Arthur Bowen Davies (1862–1928) was an American Symbolist artist, who enjoyed great success in his lifetime. In 1924, the art collector Duncan Phillips, founder of Washington’s Phillips Collection, wrote, “Arthur B. Davies is already recognized, not only in this country but in Europe, as one of the few men of original and authentic genius among the painters of our contemporary world.” However, like many artists featured on Pigtails in Paint, his work is not well-known today. He is mainly remembered for organizing the Armory Show which introduced modern European painting styles into early 20th Century America.
I came to be interested in work like Davies’ when I was in college taking a course on existentialism and reading books like Kierkegaard’s Sickness unto Death. The vitality of the paintings of young girls by early 20th Century artists seemed to counter such pessimism. It is my intention in my posts to put the figurative works in a cultural context which will enrich one’s understanding of the work. Most articles I find on American early 20th Century artists only give biographical information without recognizing the symbolic content of the work.
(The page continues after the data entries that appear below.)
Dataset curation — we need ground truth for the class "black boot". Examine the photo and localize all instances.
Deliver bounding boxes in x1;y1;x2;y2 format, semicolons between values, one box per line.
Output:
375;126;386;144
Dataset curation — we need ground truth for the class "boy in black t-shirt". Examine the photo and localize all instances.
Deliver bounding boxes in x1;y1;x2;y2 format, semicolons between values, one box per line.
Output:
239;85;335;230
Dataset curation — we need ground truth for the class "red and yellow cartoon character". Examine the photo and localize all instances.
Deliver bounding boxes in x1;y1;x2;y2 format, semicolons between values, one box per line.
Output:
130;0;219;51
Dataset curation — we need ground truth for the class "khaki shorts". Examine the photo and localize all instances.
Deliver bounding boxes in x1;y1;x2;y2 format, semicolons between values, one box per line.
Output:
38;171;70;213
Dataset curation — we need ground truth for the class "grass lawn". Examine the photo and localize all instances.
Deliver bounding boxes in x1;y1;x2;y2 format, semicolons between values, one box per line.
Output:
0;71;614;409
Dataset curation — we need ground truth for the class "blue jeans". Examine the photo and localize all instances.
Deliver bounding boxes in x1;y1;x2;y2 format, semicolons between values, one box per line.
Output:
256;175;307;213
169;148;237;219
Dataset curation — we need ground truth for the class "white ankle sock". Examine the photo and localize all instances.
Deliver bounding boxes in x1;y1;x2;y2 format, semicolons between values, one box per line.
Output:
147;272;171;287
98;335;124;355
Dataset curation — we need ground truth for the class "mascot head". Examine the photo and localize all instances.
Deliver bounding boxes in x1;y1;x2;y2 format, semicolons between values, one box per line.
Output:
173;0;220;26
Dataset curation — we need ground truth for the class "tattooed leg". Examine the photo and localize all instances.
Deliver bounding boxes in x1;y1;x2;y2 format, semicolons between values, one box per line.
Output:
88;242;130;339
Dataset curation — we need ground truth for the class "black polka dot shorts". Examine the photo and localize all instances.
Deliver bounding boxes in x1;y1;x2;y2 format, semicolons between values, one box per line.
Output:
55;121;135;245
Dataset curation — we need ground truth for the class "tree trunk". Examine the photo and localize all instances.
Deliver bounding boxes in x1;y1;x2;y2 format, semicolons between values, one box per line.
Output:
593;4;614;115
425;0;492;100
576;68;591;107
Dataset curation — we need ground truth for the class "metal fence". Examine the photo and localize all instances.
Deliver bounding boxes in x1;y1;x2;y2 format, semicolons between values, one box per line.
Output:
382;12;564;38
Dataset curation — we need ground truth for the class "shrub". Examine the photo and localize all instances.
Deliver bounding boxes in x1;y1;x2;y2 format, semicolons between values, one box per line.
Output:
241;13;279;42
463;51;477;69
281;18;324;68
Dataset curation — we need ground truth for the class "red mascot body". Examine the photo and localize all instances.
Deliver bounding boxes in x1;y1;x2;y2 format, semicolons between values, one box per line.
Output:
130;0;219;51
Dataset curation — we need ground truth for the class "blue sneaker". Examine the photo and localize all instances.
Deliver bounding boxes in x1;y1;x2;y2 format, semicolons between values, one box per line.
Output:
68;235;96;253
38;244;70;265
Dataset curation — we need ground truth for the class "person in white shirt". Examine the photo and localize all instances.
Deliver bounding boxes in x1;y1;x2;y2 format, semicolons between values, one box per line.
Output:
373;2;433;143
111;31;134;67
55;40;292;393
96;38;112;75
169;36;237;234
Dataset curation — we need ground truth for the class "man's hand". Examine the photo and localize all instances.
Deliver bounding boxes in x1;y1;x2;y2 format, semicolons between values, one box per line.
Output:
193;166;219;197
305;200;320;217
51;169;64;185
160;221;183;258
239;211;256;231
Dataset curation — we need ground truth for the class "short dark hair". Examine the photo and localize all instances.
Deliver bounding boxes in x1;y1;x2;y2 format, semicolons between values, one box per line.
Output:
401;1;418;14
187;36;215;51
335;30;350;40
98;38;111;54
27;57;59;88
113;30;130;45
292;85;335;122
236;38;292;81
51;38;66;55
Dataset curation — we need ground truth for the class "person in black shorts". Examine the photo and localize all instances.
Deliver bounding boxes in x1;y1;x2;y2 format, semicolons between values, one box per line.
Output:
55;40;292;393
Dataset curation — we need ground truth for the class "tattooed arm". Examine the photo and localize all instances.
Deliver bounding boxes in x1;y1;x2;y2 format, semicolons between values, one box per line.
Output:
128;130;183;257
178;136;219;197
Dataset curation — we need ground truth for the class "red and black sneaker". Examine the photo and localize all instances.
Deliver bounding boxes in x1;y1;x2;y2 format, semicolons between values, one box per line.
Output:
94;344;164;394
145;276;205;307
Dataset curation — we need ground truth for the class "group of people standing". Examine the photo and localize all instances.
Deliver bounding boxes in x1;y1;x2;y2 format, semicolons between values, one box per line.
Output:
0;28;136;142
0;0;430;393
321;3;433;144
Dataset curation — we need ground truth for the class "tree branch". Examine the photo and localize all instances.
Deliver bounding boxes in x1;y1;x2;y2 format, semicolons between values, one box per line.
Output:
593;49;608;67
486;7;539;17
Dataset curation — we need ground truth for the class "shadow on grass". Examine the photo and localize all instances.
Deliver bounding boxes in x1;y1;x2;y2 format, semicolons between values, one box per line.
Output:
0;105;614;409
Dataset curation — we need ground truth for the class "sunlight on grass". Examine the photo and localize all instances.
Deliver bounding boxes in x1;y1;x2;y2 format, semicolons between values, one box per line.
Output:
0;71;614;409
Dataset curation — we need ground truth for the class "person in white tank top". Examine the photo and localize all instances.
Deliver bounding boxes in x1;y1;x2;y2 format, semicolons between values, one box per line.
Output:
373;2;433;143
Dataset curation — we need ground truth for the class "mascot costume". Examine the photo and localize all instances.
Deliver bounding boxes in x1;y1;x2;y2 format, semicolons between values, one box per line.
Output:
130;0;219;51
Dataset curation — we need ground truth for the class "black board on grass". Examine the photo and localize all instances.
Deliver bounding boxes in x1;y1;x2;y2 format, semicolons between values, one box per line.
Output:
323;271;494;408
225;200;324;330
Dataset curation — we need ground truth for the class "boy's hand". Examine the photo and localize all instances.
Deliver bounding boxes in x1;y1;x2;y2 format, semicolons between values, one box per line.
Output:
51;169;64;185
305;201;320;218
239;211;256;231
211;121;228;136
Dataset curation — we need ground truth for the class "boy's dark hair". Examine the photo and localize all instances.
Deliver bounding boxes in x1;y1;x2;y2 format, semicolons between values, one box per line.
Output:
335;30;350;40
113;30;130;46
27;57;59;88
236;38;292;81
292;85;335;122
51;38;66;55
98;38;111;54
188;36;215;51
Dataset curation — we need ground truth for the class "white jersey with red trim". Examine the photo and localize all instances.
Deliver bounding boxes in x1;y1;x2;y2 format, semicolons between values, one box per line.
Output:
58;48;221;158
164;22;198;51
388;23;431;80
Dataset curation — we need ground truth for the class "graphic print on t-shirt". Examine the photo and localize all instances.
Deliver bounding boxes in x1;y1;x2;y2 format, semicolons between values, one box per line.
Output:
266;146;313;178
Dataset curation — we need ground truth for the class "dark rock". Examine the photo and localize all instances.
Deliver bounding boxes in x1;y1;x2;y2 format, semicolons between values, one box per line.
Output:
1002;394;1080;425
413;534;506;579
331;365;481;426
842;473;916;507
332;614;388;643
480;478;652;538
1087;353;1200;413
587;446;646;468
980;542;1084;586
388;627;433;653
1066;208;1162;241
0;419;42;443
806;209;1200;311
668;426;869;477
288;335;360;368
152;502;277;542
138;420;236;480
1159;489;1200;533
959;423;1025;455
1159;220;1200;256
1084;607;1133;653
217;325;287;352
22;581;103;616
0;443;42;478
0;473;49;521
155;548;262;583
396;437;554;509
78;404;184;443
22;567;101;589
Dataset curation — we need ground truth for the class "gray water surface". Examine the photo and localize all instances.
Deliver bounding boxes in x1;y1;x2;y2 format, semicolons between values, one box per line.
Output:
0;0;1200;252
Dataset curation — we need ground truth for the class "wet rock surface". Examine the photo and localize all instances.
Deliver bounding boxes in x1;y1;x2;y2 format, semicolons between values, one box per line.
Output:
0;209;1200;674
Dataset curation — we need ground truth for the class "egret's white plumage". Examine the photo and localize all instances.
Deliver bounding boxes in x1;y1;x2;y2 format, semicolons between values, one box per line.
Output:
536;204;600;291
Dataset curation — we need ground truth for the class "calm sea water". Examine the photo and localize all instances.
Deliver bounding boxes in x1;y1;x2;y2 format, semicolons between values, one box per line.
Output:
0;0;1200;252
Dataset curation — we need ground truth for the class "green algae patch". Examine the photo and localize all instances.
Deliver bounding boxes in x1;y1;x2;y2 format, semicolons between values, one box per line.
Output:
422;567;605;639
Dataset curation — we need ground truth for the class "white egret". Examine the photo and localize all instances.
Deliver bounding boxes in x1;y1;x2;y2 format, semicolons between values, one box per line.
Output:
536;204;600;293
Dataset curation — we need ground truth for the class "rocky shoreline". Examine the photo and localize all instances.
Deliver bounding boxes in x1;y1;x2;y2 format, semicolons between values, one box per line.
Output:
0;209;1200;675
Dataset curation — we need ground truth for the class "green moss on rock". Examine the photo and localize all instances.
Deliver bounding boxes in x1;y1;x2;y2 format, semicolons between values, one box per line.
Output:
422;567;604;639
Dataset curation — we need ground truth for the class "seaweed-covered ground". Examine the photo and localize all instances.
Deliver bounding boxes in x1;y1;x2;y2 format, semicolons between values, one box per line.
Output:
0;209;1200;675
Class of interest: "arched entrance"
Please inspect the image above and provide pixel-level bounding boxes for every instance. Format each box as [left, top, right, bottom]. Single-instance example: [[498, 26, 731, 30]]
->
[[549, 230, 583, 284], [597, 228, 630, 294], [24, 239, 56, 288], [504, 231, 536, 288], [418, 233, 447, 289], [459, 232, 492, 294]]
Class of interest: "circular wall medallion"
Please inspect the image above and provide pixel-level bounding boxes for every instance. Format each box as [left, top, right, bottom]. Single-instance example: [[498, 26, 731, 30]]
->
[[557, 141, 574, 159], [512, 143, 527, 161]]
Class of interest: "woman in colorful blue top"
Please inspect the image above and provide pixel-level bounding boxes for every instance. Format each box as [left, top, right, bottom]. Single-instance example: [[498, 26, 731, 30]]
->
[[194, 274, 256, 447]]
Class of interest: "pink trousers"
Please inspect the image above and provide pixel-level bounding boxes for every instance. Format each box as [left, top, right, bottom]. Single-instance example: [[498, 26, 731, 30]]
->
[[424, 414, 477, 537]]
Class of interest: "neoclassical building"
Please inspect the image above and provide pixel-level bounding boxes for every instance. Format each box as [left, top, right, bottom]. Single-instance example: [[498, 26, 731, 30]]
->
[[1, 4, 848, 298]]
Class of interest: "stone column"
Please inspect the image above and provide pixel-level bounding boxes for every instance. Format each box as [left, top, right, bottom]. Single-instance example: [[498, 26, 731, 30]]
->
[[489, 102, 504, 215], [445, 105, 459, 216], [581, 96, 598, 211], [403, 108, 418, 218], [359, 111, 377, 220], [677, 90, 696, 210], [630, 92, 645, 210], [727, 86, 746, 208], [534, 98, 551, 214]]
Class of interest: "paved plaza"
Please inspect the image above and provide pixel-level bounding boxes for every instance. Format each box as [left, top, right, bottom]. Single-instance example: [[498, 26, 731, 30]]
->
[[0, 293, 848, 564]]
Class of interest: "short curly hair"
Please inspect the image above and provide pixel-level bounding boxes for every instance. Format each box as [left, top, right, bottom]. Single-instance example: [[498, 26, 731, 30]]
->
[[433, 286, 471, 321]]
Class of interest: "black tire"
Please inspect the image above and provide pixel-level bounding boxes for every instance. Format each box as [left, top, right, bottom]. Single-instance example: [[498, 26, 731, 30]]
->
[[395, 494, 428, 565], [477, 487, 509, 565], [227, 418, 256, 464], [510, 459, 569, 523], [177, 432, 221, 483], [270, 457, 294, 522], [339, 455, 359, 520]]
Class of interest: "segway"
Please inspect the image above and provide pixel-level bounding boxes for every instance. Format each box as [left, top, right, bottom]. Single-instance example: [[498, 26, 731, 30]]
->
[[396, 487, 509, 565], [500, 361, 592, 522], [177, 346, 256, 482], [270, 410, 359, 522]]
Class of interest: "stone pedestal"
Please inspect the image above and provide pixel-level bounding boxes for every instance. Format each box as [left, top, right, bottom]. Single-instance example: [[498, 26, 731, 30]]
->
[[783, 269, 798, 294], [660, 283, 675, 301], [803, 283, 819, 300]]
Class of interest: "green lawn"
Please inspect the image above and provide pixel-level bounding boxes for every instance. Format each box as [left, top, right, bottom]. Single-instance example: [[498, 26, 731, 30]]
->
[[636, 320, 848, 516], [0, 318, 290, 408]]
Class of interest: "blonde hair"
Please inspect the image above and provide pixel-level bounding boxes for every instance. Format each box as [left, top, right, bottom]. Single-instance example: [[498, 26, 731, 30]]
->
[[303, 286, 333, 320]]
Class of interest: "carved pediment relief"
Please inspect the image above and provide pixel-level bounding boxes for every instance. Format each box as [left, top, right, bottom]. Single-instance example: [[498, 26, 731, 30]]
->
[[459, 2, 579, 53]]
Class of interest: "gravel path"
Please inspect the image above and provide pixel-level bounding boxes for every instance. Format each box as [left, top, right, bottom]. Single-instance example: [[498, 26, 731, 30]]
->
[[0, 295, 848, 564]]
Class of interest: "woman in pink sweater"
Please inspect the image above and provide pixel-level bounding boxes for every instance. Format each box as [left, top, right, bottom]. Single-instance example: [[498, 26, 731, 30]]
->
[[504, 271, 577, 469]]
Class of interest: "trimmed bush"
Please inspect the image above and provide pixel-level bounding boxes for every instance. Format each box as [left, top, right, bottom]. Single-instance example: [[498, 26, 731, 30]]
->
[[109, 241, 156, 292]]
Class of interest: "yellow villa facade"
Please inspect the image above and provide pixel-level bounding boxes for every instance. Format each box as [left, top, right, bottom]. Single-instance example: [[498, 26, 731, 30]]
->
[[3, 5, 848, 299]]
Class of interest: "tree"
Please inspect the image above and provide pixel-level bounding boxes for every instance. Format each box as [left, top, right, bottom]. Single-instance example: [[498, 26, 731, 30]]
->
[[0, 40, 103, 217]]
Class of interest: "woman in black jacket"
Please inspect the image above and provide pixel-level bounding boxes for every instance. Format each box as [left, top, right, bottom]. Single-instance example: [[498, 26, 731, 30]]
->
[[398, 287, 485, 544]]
There appear to be hundreds of paintings and sculptures of young girls which were executed from the 1890s until the 1920s, since such images of girls were very rare in earlier times. The works must reflect a cultural development. I believe the tendency reflects a return of what Plato called the Celestial Venus. An article that covers more of Davies’ nudes can be found on Celestial Venus.
Davies also experimented with a cubist style for a short time. I know I have been critical of Duchamp and Picasso but I will admit I like some of their cubist works. But most cubist paintings amuse me in a way, which is similar to the amusement I have from looking a gaudy 1960s fashion; what were they thinking? An example that guys should understand: it’s like the cheesy wah wah guitar effect, which now sounds corny. It appears that Davies could not accept the aesthetics of Cubism since he never fragmented the figures as Picasso did. Davies’ Cubist paintings reflect that he was only appealing to a fad. In contrast, many of his figurative works are timeless. That’s what is special about a nude, since the person is not wearing clothes which reflects a time period; very often a nude is timeless.